The unique mix of skills served him well and especially so when he assumed leadership in the immediate aftermath of Barbados’ most troubling economic circumstances in the early 1990s.
In the face of another period of prolonged economic troubles, it is difficult not to notice that the one skill which the country most needs will leave with him.
This leads me to the issue of his replacement in St Peter. Already two names have surfaced in the Press – hotelier Colin Jordan and radio personality Alex Jordan. And another, economist Clyde Mascoll, is being bandied about.
In the circumstances, and given the nature of the times, one would expect the well known economist and politician to be the obvious choice of the Barbados Labour Party (BLP), and a country so desperately in need of this particular kind of skills set.
It should not have to reach the stage where a man with such a résumé would have to be engaged in a struggle to represent his adopted parish of 13 years. Further, the former Minister of State in the Ministry of Finance has proven that his economic insights are much sought after, especially when it comes to the Barbados economy.      

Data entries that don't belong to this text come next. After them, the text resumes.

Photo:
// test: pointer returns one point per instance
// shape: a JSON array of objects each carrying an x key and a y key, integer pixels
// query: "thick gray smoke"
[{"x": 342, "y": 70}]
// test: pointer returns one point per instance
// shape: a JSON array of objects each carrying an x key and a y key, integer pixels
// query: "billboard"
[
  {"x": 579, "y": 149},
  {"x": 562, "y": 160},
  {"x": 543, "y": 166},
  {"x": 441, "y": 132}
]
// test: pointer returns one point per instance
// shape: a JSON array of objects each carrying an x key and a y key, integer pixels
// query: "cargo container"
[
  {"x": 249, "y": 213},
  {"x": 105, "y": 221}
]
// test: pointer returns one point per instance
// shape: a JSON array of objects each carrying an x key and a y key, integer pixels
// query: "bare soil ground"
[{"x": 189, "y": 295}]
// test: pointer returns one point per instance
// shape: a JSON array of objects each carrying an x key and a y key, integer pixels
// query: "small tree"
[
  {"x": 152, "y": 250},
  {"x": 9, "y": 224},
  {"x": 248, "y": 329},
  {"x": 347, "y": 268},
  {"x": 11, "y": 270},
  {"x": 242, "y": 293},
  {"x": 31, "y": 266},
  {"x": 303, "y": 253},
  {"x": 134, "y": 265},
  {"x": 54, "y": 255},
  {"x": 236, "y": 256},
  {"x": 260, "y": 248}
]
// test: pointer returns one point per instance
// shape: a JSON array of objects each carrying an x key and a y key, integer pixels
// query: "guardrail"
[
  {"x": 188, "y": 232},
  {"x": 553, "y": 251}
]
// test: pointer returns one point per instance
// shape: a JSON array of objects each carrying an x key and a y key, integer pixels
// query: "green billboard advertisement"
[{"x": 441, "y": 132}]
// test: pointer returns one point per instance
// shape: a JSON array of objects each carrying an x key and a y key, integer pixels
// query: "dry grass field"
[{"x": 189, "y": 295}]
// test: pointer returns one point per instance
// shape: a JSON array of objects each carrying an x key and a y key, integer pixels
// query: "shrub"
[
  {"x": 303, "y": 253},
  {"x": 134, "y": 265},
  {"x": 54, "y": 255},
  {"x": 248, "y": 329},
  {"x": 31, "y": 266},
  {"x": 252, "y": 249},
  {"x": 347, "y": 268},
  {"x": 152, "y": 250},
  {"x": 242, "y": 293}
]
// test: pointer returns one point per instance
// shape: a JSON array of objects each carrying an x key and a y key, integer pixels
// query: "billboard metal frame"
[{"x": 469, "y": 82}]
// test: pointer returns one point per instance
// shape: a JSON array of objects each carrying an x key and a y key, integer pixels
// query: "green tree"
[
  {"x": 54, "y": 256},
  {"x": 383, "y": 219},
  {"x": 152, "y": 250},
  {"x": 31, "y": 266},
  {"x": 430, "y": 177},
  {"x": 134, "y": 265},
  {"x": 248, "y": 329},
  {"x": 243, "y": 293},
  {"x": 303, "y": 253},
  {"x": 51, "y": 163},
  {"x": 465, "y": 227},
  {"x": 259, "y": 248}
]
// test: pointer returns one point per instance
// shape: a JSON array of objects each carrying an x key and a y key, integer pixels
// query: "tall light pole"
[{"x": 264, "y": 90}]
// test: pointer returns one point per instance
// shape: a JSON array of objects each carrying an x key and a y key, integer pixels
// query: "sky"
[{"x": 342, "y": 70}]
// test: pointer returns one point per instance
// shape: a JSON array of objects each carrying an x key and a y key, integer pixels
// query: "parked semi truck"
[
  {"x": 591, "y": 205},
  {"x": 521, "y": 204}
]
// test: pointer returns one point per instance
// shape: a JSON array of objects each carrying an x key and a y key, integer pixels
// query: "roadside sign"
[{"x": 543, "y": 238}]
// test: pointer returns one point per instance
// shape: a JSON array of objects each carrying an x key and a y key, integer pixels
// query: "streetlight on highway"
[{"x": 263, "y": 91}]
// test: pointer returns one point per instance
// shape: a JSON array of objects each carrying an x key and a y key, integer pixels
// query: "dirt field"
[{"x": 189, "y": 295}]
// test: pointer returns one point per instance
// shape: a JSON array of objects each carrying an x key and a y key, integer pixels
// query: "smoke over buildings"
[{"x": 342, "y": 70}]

In the face of the dearth of such talent on both sides of the political divide, it seems obvious to all – apparently except those who matter most – that the Opposition needs his skills.
He was appointed economic adviser to the current Opposition Leader, having served as economic spokesman to the previous Opposition Leader.
There is, however, a fundamental difference between being an adviser and being a spokesman.
The question is: why would the party leadership promote a political neophyte to replace Arthur, when Mascoll is the prime candidate for these difficult times?
The answer may take us back to a political journey that seems to suggest that history could repeat itself.
Once again, out of insecurity, a political leader may find ways not to accommodate skills that are available in the party, only because of a perceived threat. To this day, the ruling Democratic Labour Party is suffering from that insecurity as Chris Sinckler continues to stumble as Minister of Finance.
Mascoll, having only recently crossed the floor, was referred to by then Prime Minister Arthur as a co-leader of the BLP during the 2008 general election campaign. This reference incensed two clearly chosen political leaders who, ironically, had locked horns in the 1996 by-election campaign in St Michael North-West, in which Mascoll emerged the winner for the DLP.
Over time, the political insecurity gave rise to an assault on Mascoll as the new leader of the DLP who had replaced a willing David Thompson for the leadership in 2002.
A carefully choreographed plot saw the return of Thompson, when clear evidence of the pending demise of the Arthur administration came to light in a 2005 CADRES poll.
The light would eventually become reality in 2008, by which time Mascoll had joined the ranks of the BLP.
Arthur’s talk of co-leadership would be a bitter pill that led to the feeling that a conspiracy across the political aisle contributed to Mascoll’s defeat in 2008. He would sit out the 2013 election to focus on his academic career.
Though he has not expressed a desire to lead another political party, it may be believed in some quarters that a safe seat in Parliament would make him too secure as a politician and, by extension, a threat to yet another political leader.
There is no way in which the leadership of the BLP cannot persuade the St Peter branch, and the party as a whole, of the wisdom of accommodating this candidacy.